Нам предстоит малоприятный переход по вагонам. Мой муж открывает двери, а я закрываю их, поезд мотает из стороны в сторону, и мы пытаемся удержать равновесие. Миновав множество читающих, беседующих, дремлющих людей, мы, наконец, усаживаемся на мягких коричневых стульях вагона-ресторана. Внезапно становится очень светло, пейзаж раздвигается, по одну сторону окон все залито солнцем, по другую — остро очерченная тень вагона. И я снова с удивительной ясностью ощущаю, что мы едем. Меня охватывает блаженное чувство, наверное, нечто подобное испытывают цыгане, когда слышат скрип тележных колес и одна деревня сменяет другую, и возле домов лают собаки.

Я с улыбкой смотрю на мужа, хочу поделиться с ним пришедшим мне в голову сравнением, но встречаю его мрачный, погруженный в себя взгляд, в котором не вижу радости — радости, что мы, наконец, едем, что впереди нас ждет отдых, взгляд у него скорее озабоченный и я боюсь, что в эту минуту он переживает, как могли мы пуститься в путешествие, словно божьи птахи, просто потому, что неделю назад нам взбрело это в голову, и мы даже не успели подготовиться к поездке, связаться с нашими литовскими друзьями и подумать, куда точно едем и надолго ли. Он считает, что мы уже слишком стары, чтобы путешествовать, не ведая, где проведем ночь, где остановимся, он, словно руководитель экспедиции, который боится ответственности, зная, что снаряжение оставляет желать лучшего.
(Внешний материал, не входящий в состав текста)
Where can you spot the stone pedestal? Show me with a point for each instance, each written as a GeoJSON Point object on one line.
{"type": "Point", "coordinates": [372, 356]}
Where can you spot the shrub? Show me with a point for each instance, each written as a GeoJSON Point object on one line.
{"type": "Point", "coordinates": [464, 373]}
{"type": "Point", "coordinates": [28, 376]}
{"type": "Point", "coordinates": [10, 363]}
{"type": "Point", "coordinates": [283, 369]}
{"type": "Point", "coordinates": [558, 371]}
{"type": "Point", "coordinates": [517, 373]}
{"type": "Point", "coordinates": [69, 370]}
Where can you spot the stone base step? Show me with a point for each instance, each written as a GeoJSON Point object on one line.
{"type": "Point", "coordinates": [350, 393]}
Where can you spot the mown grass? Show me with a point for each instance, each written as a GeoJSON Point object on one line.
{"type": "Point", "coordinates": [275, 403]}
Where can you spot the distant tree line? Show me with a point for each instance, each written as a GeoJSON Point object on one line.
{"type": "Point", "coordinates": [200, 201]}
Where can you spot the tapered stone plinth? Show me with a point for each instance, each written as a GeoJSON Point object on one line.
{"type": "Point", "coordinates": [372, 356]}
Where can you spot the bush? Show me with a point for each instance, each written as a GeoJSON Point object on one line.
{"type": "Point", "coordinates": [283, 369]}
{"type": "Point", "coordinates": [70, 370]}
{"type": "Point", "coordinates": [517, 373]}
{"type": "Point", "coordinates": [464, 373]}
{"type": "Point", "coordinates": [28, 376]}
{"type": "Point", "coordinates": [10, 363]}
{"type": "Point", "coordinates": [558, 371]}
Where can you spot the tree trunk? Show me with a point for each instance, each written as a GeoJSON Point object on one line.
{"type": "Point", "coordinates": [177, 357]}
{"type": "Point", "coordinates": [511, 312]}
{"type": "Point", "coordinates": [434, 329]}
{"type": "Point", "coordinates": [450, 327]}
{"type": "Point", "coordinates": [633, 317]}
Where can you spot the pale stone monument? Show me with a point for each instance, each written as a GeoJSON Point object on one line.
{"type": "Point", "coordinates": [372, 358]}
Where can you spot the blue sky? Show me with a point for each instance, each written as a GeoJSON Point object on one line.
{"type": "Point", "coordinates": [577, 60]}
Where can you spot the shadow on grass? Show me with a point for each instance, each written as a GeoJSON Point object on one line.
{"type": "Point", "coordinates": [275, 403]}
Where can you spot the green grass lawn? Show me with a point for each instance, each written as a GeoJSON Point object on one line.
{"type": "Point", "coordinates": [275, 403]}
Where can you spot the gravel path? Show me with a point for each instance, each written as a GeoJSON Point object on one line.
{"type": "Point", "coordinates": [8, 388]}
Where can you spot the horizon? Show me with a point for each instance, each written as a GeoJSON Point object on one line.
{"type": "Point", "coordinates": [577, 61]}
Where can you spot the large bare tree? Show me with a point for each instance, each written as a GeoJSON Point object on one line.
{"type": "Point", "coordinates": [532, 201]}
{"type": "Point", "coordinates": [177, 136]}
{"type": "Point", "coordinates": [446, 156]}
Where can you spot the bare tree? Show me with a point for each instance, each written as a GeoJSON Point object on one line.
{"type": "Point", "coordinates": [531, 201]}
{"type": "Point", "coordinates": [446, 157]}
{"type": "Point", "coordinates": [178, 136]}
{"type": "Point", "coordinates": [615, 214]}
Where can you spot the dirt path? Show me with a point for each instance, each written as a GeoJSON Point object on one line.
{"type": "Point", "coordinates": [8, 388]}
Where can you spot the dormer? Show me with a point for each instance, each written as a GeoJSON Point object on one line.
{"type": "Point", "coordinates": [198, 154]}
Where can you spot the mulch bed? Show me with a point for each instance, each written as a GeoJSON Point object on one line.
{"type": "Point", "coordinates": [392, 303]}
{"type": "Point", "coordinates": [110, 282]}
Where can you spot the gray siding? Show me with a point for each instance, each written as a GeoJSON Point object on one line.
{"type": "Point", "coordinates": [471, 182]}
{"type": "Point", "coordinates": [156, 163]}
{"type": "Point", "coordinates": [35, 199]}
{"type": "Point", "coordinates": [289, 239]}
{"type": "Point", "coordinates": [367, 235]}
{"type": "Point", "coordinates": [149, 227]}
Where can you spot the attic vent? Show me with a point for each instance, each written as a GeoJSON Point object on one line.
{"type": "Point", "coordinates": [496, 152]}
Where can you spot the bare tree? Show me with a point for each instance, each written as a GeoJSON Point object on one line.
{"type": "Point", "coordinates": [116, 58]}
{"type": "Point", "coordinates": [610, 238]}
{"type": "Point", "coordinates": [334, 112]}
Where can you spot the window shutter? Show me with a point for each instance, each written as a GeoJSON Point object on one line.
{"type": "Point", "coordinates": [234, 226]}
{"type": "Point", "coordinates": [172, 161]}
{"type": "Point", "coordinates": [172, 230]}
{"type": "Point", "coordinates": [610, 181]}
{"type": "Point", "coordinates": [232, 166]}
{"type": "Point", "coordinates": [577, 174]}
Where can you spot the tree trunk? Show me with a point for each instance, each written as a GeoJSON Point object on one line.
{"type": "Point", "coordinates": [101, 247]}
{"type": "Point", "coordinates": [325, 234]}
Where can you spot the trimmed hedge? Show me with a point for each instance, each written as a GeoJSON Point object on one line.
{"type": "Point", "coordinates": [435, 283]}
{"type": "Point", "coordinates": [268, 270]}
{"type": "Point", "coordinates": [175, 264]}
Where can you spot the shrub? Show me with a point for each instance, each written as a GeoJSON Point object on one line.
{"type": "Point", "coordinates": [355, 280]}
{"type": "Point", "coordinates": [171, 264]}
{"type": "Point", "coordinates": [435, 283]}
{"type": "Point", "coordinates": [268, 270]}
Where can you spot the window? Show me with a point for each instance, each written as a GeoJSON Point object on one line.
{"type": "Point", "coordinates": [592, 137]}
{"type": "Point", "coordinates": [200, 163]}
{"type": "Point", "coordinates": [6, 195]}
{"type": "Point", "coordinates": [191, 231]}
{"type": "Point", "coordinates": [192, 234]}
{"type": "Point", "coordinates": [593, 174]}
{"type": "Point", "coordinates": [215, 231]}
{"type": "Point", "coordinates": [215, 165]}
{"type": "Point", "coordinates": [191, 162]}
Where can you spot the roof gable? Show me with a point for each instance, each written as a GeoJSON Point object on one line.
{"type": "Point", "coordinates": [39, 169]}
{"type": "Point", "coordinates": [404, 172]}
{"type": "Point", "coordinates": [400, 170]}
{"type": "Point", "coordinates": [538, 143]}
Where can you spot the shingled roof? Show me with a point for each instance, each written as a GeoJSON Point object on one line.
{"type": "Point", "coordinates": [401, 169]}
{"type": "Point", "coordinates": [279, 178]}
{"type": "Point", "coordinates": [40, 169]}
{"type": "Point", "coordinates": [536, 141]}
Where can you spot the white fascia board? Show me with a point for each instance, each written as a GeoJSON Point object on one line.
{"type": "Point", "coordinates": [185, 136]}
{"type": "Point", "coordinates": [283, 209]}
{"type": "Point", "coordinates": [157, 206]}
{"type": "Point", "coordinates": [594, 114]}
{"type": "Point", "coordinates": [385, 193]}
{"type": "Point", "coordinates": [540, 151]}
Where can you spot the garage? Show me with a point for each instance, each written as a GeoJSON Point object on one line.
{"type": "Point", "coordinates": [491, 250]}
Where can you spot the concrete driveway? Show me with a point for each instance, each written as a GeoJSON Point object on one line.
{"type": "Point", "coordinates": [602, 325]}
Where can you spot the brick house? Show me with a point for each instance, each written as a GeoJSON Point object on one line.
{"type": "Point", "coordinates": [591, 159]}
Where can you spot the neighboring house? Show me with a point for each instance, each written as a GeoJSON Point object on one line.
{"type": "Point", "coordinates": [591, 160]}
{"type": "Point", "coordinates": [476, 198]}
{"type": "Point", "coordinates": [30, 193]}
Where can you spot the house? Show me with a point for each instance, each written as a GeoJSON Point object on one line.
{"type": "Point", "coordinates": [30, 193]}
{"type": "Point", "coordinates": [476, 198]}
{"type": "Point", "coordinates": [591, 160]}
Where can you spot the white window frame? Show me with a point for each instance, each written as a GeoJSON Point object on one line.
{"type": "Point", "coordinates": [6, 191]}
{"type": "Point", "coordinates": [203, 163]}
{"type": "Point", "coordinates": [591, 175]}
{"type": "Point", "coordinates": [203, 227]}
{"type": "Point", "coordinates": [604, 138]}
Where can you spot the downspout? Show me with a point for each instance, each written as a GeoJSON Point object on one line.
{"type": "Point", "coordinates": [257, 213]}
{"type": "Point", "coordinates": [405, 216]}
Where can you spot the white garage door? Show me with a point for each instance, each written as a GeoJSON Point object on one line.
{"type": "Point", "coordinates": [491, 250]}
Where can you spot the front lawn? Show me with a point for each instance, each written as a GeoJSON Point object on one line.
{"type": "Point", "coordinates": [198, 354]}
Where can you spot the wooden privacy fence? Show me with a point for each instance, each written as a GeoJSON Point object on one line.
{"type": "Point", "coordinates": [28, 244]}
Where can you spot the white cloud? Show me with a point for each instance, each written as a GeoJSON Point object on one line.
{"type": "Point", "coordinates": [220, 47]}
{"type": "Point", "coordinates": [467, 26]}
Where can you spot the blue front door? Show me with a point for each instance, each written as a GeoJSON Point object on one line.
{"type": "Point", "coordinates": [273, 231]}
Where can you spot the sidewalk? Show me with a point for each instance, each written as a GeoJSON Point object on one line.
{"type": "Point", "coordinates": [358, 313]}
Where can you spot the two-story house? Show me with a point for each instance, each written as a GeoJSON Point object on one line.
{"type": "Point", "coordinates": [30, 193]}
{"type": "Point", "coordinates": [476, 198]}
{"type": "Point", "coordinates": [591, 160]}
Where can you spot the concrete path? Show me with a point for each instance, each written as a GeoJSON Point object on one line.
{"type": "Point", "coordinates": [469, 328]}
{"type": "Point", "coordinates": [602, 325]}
— Прости, — говорит он после того, как официантка приносит нам пиво. — Мне ужасно жаль, что вчера я столько выпил на этом дне рождения. Сейчас я туп, как только что окончивший институт инженер, в голове ни единой мысли, которая сделала бы меня счастливым, и когда я увидел твои сияющие глаза, то понял, как ты рада, что мы, наконец, едем, у меня же такое ощущение, будто я всегда был начисто лишен каких бы то ни было эмоций. Попытайся понять, вчера я не мог иначе, я должен был освободиться от депрессии…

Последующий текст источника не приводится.